SOFIA, Bulgaria – The Valley of the Roses is centered around the city of Kazanlak in central Bulgaria. For nearly 500 years the sprawling fields of rosa damascena have provided Europe, Asia, and North America with powerfully fragrant rose oils and hydrosols. This year, Kazanlak celebrated 120 years of their national rose festival. Used medicinally, magically, and cosmetically, the rose has always been an important flower in Bulgaria. But the pagan roots of the cultural use of roses in Bulgaria goes back thousands of years: when the same valley was known as the Valley of the Thracian Kings.
The rose is credited as being brought to Bulgaria by Alexander the Great around 300 BCE. But even before that, the rose was traded and used in the region as a sacred flower.
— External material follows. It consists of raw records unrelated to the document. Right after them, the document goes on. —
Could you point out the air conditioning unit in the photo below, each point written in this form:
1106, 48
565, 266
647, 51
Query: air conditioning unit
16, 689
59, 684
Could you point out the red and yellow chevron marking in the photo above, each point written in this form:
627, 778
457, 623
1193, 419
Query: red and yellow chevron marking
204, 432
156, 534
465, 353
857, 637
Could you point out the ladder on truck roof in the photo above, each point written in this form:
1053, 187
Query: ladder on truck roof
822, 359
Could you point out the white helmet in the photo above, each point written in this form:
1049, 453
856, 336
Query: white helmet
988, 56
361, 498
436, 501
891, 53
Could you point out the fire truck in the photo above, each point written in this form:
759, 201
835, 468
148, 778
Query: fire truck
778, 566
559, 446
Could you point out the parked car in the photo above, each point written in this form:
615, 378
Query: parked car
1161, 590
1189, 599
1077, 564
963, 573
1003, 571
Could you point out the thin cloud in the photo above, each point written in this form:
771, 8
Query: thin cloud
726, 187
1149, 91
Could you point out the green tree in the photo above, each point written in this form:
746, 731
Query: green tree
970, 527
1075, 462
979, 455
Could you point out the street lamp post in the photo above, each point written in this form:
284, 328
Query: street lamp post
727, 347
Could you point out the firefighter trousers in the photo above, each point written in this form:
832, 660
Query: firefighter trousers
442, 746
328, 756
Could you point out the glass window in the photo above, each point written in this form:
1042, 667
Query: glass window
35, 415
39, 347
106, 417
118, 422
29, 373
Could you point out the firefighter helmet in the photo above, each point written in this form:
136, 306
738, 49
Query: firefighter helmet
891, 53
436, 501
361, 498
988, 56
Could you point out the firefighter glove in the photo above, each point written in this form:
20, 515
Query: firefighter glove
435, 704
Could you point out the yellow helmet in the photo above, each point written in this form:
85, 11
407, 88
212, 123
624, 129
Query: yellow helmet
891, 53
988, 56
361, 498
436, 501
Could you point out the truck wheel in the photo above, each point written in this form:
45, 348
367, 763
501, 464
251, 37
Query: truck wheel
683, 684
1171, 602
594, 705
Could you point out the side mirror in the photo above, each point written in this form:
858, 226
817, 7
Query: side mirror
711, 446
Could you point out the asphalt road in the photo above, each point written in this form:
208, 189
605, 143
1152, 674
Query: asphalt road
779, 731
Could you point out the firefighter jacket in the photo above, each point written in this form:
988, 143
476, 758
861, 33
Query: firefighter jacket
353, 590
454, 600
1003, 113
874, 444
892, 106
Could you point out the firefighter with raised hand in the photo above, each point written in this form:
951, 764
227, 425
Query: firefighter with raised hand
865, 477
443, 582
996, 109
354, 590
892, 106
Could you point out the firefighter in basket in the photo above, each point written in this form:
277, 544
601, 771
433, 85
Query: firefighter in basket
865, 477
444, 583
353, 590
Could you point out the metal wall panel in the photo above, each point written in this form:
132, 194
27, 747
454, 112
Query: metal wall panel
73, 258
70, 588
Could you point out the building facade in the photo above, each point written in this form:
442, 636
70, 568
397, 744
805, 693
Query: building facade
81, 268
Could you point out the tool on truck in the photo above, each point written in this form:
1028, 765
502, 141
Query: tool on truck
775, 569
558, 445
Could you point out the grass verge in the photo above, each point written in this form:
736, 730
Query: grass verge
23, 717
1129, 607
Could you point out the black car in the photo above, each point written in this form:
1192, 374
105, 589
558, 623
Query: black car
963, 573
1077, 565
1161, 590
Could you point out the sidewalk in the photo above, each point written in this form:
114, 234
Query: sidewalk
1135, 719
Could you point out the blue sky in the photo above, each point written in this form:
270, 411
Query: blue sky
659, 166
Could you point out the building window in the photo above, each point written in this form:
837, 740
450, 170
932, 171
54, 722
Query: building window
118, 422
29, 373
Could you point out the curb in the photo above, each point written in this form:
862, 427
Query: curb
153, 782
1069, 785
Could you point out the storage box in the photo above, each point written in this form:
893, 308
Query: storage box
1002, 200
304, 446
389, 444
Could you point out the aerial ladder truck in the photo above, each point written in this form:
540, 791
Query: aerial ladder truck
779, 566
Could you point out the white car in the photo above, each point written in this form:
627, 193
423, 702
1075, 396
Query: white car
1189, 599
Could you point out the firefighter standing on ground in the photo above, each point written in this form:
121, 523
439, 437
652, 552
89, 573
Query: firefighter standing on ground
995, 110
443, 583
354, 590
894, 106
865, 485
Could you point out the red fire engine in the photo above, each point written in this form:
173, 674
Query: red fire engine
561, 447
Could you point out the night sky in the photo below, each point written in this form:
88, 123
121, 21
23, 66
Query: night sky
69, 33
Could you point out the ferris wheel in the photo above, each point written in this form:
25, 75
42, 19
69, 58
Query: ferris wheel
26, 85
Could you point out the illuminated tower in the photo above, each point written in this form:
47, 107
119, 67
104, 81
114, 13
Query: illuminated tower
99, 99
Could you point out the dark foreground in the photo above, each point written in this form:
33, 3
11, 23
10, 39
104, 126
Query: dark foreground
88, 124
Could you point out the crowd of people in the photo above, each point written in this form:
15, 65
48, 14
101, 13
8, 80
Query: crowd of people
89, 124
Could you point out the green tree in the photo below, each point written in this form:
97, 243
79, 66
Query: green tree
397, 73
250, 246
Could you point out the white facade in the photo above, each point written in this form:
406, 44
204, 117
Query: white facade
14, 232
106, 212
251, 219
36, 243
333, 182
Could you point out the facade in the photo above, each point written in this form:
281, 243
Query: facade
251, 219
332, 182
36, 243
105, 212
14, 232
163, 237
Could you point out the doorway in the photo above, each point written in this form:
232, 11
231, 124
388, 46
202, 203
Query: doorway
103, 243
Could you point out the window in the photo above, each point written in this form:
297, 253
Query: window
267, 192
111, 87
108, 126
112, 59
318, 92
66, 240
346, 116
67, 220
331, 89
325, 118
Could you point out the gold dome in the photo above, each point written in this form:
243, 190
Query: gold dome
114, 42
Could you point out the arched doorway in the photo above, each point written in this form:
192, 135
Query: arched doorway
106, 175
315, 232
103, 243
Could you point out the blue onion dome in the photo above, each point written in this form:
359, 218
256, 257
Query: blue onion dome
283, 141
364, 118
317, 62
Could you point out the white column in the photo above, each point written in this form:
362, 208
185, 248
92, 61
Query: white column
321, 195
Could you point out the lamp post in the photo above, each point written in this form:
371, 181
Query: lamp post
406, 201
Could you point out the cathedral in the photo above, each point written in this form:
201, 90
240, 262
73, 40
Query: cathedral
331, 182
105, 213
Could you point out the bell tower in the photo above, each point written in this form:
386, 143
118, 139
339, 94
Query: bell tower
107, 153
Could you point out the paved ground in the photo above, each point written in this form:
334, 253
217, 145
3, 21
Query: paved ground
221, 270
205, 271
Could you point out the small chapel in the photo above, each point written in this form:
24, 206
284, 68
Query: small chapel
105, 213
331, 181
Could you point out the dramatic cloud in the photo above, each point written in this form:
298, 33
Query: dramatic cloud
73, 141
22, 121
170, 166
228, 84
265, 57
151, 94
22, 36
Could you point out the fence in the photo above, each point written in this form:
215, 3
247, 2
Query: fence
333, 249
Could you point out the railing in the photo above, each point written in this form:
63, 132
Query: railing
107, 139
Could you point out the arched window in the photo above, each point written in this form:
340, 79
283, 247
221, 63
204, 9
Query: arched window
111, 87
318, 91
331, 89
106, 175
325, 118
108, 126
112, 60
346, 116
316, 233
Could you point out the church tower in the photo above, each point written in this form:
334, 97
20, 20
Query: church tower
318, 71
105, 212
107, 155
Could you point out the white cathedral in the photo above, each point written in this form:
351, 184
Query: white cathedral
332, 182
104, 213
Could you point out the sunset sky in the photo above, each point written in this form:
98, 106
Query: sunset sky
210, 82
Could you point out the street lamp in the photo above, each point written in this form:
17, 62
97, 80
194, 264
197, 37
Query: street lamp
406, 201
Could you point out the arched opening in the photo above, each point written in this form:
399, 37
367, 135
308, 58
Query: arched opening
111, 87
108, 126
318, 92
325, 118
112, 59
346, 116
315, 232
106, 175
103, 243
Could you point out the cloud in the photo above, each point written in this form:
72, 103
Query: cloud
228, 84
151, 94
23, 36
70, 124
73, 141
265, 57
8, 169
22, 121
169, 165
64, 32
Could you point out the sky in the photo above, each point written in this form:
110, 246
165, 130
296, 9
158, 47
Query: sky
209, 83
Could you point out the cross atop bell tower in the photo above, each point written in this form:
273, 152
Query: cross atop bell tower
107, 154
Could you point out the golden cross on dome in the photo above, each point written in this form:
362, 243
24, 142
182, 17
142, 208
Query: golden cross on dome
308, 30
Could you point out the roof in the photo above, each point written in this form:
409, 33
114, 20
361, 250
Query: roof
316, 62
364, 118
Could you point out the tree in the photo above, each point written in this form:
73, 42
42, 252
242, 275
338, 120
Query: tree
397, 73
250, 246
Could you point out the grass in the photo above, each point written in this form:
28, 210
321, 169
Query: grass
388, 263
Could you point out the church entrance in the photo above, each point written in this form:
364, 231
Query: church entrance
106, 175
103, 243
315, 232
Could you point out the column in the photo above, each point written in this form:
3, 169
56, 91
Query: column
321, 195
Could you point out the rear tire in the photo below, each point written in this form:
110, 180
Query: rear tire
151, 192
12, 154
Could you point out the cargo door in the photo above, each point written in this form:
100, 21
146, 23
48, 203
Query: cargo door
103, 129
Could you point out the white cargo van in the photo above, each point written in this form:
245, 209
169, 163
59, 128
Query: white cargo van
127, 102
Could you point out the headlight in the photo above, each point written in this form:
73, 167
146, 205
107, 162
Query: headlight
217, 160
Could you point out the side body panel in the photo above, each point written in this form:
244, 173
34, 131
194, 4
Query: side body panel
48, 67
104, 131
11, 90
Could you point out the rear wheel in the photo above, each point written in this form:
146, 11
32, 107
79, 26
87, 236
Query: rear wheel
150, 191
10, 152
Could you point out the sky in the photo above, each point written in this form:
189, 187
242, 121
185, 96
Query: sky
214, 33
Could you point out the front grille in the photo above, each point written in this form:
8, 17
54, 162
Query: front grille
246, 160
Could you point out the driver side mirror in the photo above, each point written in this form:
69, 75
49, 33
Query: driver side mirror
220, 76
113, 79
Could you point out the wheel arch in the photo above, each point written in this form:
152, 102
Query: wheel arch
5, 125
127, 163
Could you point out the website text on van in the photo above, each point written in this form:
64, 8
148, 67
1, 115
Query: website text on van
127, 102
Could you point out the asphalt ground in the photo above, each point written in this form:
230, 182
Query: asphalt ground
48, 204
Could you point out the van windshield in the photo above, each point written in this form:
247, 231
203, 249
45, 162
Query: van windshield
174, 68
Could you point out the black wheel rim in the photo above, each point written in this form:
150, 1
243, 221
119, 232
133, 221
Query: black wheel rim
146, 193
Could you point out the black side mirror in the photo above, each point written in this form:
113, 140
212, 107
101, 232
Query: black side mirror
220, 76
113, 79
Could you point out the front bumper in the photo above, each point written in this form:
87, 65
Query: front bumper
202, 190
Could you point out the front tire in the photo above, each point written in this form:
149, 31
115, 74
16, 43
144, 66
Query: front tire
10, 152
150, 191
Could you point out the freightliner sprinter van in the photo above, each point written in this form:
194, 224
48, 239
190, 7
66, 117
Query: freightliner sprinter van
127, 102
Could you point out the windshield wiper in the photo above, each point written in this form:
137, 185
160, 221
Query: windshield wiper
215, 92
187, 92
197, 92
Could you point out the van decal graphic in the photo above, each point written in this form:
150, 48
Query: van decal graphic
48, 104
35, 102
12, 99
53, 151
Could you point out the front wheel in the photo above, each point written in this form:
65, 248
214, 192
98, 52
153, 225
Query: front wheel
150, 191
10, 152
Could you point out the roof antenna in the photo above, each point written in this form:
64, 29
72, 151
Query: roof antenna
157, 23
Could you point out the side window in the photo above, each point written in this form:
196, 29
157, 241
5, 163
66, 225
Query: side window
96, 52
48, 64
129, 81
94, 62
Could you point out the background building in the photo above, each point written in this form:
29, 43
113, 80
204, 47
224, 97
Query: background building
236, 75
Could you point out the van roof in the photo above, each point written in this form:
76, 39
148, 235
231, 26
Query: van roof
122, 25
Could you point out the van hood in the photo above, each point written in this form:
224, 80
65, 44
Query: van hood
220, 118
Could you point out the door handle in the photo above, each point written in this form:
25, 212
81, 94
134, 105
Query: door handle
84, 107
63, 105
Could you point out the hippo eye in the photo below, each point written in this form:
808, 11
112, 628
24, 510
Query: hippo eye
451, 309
Pagan settlements in the lands now known as Bulgaria began in at least 4,000 BCE as evidenced by archaeological findings. With a history of Greek culture, these ancestors very likely had trade with the Phoenicians, the Mycenaeans, and other Mediterranean civilizations who were all growing roses and trading the oils. The rose is cited in ancient texts, included as a spell ingredient in the Greek Magical Papyri, seen in carvings on magical tablets found in Mesopotamia, in perfume bottles excavated at Knossos, the matriarchal city on Crete, and throughout pharaonic Egypt. These disparate examples came together in Bulgaria, a nation formed by nomads.
Nomads passed through and settled in the lands of what we today call Bulgaria for millennia. Even the Celts passed through and settled there in 300-400 BCE. The Romans conquered Thrace in 46 BCE. They farmed roses for the same reasons the Bulgarians do today – cosmetics and medicine – and one theory is that the time-consuming, challenging production of roses was one reason the Roman Empire fell. Roses had such a deep connection to paganism that the Roman Catholic church denounced it – although in the 12th century, they reversed this position, due to its unabated popularity. The rose was so popular in the Middle Ages that it became a symbol of the Crusades, and some began using it to symbolize Mary, the mother of Jesus, as “the thornless rose”. The rose is also a sacred symbol in Sufism, Islamic mysticism, which shares roots with Turkish tribes like the Bulgars as well.
The southern Slavs immigrated there in the early years of the Common Era. They contributed to the pagan landscape in mythology and folklore, with a respect for nature exemplified in free-spirited presentations of practice, not dogmatic belief, and symbols such as the six-petaled rose inside a circle which represents ways spirits can manifest on earth.
But it was the Bulgar people who formed the foundations of the country of Bulgaria as we know it today. They came from Turkey around 600 CE and brought the multicultural medicinal and spiritual uses of the rose to the local people. The Hittites of Anatolia were known to create rose medicinals as powders and tinctures since 1750-1180 BCE, and the nomadic Bulgar tribe would have been well aware of these uses. Despite the growing prevalence of Christianity in the 600s, the Bulgar were a pagan people. They practiced Tangrism, a shamanic path that believes in a supreme deity, Tengri, also known as Tangra: the god of the sky. Fertility rites using mare’s milk, animal sacrifice, and the birch tree as the Tree of Life are characteristics of their ritual practices that coalesced with existing traditions in Bulgaria.
Dogma and beliefs remained secondary to practices that brought together the Bulgar, Slavic, Roman, and Thracian roots. Pagan and folk practices blended to create a vibrant, unique culture of its own in Bulgaria, and it would be almost 300 years after the solidification of the Bulgar influence that Christianization begins. Christianity was simply the latest in a long line of new religious practices introduced to the land of Bulgaria, and so the existing folk practices weren’t eradicated but incorporated.
The rose began to get its foothold as an internationally recognized cultural staple of Bulgaria in the 1600s, when rose oil is produced and exported as a trade good. Interestingly, the Turks facilitated the production of rose oil and rose farming in Bulgaria throughout the 1600s and through the early 1900s, harkening back to their closely-connected cultures. Today, the rose remains the national flower of Bulgaria, and the rose festival brings thousands of revelers each June. Folk dances and songs are performed by Bulgarians young and old, and traditional clothing is worn to pick the roses ceremonially, distill them into oils, and boil them into jams and cosmetic products. The rose remains a potent symbol of Bulgaria’s history as a pagan melting pot.